The Student Activities and Welfare Committee were Tech’s earliest concert coordinators and promoters of big name entertainment.  By 1966, they sponsored extracurricular activities and negotiated contracts for big name entertainment. This was done with students and the student organizations.  For instance, Scabbard and Blade sponsored the Dick Clark Caravan in 1966 and Neil Diamond in 1968 and Alpha Kappa Psi, the professional fraternity, sponsored The Association in 1967. Unfortunately, the Student Activities and Welfare Committee found that the profits, which could be large or very small, imbalanced other activities and gave profits to individual clubs and organizations unfairly. The Associated Student Body (ASB) began to use a rotation system to make sure individual student organizations did not monopolize better dates for events and moved to reinvest profits from more successful events to other events. Sponsoring organizations spent over $30,000 in big name entertainment in 1967 alone. By 1968, the ASB suggested a Student Entertainment Organization. The business of entertainment was big and the ASB determined that it was a job and suggested a committee for the work.

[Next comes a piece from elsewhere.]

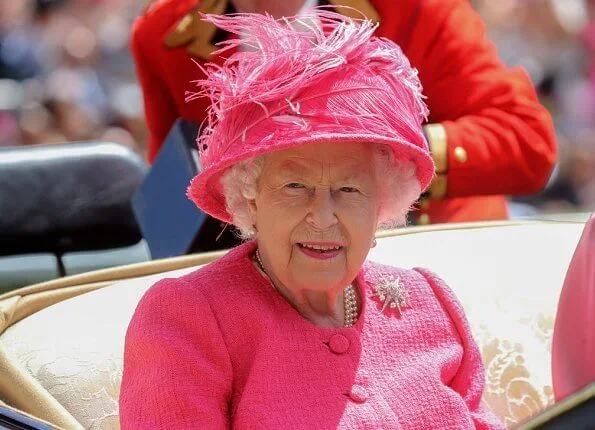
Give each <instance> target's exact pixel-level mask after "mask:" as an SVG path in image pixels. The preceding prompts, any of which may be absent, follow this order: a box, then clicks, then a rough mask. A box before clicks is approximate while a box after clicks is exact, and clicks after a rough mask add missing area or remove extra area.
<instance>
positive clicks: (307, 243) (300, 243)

Following this recommendation, the Student Affairs Committee formed the University Programming Committee in 1974 to handle big name entertainment and extracurricular activities. They estimated over $50,000 in costs for promotions, arrangements, and concerts. The Committee's job was also to navigate the rest of the University calendar making certain events were not double-booked. A larger change was also taking place in the music world. Billboard suggested in the 1970s that music agents would no longer work with students. The University began working with Sound Seventy for booking and promotion.

As of 2012, the Student Government Association’s Tech Activities Board selects the bands for the big name entertainment, now called S.O.L.O. (Student Organization Live Opportunity) concerts. Students vote on a genre and then a band. The SGA takes fifteen of the selected bands and with the contractor, Concert Ideas, offers these bands the opportunity to play starting with the first choice and moving down the list. Students receive free tickets. Tickets left from shows are then sold to the masses. The shows happen in the Spring and Fall. They are better attended than many past shows, whether because there are fewer or because they are decided on differently. This method allows for a more diverse selection of music.